Jusqu’au 29 mai 2022, La Fondation Cartier pour l’art contemporain accueille Graciela Iturbide Heliotropo 37. Des années 1970 à aujourd’hui, l’exposition retrace le parcours de l’artiste mexicaine, de ses portraits de communautés à son inflexion vers l’abstraction. Une rétrospective inédite, qui nous prouve, s’il le faut, la force évocatrice du médium photographique.
« S’il y a bien une chose qui caractérise le travail de Graciela, c’est son goût pour l’immersion. Il y a chez elle quelque chose de hautement participatif, elle ne photographie pas à distance, mais s’imprègne des gens, des lieux où elle passe, voyage »
, assure Alexis Fabry, commissaire de l’exposition et spécialiste de la photographie latino-américaine. Conçue en deux temps, Heliotropo 37 − titre emprunté à la rue où se situe le studio de Graciela Iturbide dans le quartier de Coyoacán à Mexico − revient sur plus de cinquante ans de photographie, au détour d’une scénographie sensible et équilibrée, réalisée par le fils de Graciela Iturbide, l’architecte Mauricio Rocha.

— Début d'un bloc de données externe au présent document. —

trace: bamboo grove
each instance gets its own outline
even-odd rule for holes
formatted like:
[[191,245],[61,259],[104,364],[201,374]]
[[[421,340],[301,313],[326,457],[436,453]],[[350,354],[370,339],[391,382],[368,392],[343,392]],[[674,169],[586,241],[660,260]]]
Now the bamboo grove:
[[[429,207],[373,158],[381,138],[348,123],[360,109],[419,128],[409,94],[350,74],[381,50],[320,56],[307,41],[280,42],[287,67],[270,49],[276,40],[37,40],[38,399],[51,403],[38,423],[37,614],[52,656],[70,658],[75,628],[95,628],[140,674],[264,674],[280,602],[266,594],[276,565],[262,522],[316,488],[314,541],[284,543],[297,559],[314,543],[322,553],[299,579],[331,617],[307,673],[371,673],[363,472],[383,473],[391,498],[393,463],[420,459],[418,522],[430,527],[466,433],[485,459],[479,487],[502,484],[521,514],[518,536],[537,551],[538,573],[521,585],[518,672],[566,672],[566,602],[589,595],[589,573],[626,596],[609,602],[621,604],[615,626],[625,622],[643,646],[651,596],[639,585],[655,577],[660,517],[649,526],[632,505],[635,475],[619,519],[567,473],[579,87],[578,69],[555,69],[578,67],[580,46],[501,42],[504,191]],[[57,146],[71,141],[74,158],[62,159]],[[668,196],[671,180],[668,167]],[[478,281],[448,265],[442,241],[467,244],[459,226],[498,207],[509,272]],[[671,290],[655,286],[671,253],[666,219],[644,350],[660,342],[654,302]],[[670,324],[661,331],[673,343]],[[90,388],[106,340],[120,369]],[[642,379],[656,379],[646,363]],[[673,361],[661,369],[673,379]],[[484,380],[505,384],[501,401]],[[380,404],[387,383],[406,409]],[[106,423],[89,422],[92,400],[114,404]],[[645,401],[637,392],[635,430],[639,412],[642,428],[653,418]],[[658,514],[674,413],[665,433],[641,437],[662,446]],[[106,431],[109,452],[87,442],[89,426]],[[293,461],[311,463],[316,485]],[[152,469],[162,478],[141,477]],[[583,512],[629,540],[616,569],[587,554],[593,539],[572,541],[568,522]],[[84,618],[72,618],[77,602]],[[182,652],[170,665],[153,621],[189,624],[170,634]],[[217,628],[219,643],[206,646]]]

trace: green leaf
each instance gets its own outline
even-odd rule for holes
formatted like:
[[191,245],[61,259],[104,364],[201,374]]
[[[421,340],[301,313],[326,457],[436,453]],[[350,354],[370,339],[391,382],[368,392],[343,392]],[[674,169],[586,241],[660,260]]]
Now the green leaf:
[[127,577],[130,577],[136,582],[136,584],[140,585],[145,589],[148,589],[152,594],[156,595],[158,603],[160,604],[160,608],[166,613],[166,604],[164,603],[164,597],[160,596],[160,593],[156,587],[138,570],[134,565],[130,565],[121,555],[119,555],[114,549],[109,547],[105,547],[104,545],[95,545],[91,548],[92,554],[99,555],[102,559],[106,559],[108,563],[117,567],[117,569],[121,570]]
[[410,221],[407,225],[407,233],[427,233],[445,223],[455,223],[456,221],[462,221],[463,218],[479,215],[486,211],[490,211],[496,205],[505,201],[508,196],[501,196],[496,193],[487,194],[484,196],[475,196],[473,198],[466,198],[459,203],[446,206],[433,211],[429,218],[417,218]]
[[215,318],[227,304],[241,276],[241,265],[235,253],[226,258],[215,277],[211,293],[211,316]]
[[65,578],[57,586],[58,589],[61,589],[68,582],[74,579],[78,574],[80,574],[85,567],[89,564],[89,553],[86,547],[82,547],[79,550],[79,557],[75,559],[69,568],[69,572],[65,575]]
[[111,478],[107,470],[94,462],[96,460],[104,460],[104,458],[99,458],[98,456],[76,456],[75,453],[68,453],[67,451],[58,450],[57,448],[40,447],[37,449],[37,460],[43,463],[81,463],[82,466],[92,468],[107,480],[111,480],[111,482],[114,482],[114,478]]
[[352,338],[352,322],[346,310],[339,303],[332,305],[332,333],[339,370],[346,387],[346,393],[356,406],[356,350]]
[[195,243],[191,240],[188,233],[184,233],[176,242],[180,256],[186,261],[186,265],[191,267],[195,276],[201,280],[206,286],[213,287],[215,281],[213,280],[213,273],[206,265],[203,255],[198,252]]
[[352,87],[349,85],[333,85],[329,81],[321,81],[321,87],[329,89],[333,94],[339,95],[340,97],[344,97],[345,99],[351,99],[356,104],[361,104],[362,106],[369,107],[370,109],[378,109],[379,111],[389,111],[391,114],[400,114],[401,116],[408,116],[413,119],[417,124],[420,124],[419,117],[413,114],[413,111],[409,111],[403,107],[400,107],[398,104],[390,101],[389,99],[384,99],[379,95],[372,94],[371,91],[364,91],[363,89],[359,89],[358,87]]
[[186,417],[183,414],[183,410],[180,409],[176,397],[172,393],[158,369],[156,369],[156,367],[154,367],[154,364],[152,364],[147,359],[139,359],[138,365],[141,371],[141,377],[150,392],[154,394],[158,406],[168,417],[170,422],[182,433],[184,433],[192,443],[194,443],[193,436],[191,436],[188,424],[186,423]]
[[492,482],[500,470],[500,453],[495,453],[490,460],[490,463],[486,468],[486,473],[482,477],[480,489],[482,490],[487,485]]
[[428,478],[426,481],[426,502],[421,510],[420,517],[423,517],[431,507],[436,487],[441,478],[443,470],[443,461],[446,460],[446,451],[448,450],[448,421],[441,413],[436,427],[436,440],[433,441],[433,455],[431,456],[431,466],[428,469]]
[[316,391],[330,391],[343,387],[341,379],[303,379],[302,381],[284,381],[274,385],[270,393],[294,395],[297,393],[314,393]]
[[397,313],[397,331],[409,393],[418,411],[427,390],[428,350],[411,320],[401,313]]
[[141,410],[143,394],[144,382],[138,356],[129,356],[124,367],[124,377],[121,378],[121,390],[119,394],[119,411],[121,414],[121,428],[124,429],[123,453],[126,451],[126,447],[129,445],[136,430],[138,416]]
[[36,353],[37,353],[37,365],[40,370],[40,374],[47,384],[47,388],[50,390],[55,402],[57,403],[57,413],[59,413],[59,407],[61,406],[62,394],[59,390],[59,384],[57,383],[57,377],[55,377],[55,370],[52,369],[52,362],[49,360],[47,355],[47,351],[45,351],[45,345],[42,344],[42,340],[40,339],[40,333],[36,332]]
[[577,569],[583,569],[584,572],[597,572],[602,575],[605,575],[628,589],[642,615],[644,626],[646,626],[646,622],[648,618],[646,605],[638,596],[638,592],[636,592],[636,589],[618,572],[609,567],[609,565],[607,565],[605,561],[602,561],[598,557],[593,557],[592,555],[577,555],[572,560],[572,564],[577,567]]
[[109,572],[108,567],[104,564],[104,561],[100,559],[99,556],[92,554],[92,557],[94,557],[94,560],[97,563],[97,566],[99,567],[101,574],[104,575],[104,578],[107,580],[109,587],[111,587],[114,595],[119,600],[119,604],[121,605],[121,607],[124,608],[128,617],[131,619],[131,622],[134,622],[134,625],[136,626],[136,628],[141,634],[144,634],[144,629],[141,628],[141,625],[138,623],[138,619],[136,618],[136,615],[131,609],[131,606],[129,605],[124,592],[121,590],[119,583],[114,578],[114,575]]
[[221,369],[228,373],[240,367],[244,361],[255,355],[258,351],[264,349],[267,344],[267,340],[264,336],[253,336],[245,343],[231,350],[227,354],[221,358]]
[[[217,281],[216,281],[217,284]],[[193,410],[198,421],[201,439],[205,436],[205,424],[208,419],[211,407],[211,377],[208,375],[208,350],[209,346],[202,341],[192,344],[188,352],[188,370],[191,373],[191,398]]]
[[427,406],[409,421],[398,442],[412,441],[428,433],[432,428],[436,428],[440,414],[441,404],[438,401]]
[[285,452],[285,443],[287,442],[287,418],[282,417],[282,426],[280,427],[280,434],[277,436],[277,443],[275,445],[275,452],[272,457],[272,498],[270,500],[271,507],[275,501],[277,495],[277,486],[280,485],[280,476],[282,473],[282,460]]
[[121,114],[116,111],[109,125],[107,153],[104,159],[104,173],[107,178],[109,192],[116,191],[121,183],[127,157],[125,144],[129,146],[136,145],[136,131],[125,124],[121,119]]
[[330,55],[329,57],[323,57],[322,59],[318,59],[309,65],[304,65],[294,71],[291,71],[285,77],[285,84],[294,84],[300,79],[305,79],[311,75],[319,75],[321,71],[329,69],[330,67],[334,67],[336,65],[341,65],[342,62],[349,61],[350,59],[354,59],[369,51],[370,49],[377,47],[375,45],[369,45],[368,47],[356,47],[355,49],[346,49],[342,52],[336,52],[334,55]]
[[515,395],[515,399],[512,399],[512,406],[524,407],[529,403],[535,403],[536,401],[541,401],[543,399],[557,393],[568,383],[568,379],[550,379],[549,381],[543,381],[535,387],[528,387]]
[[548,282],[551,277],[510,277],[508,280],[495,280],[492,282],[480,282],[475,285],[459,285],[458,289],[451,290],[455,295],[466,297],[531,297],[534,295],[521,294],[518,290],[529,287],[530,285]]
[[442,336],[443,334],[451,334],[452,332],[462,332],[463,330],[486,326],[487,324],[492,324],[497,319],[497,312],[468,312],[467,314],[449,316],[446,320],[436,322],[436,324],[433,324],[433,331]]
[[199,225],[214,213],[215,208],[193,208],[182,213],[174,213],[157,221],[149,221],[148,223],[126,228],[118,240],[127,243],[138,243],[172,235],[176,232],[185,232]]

De la générosité d’un regard
Nichée au sous-sol de la Fondation Cartier, la première partie d’Heliotropo 37 − portant sur les années 1970, 1980 et 1990 − débute par des images réalisées par Pablo Lopez, de son atelier et résidence principale à Mexico. Un atelier particulier, puisqu’il a été commandé à son fils architecte Mauricio Rocha, dans le but de se « recueillir et travailler » à l’abri des regards extérieurs. « Graciela entretient un lien très étroit entre son intimité et son travail. Les deux tendent parfois à se confondre. Le fait de dévoiler ses intérieurs, son atelier qui est aussi sa maison, dévoile ce croisement entre l’intime et le professionnel, les images du studio donnent une clef de lecture intéressante », explique Alexis Fabry. Plongés dans son intimité, on découvre ses premières créations, ses racines, le socle de sa notoriété.
Au fil de ses périples, on suit ses traces laissées sur les terres qu’elle a parcouru et au sein des communautés qu’elle a rencontrées. Du gang White Fence à Los Angeles aux gitans d’Andalousie, en passant par la communauté zapotèque de femmes matriarches à Juchitan ou celle des transsexuels en Inde, Graciela Iturbide porte une attention particulière aux groupes et aux signes qui les composent. Elle saisit la force d’un geste, capture le désarroi d’une perte ou la joie d’une fête. De cette proximité envers autrui, de cette chaleur dans l’intime, des images nous interpellent et nous bouleversent. À l’instar de l’artiste, on s’imprègne des portraits que l’on croise, on apprend à déceler les rides d’un visage, les sourires qui en disent long. On découvre avec bienveillance leurs rituels quotidiens. Véritable ode au monochrome, ses séries reflètent une écriture pure, réaliste mais grandement spirituelle. « Ce qu’il y avait chez elle, et qui continue d’ailleurs de m’émouvoir, c’est sans doute ce mélange très singulier qu’elle avait et qu’elle a toujours eu, d’abandon et de retenue, d’onirisme et d’austérité. Elle est à la fois onirique, et détient une poésie qui saute aux yeux », confie avec admiration Alexis Fabry.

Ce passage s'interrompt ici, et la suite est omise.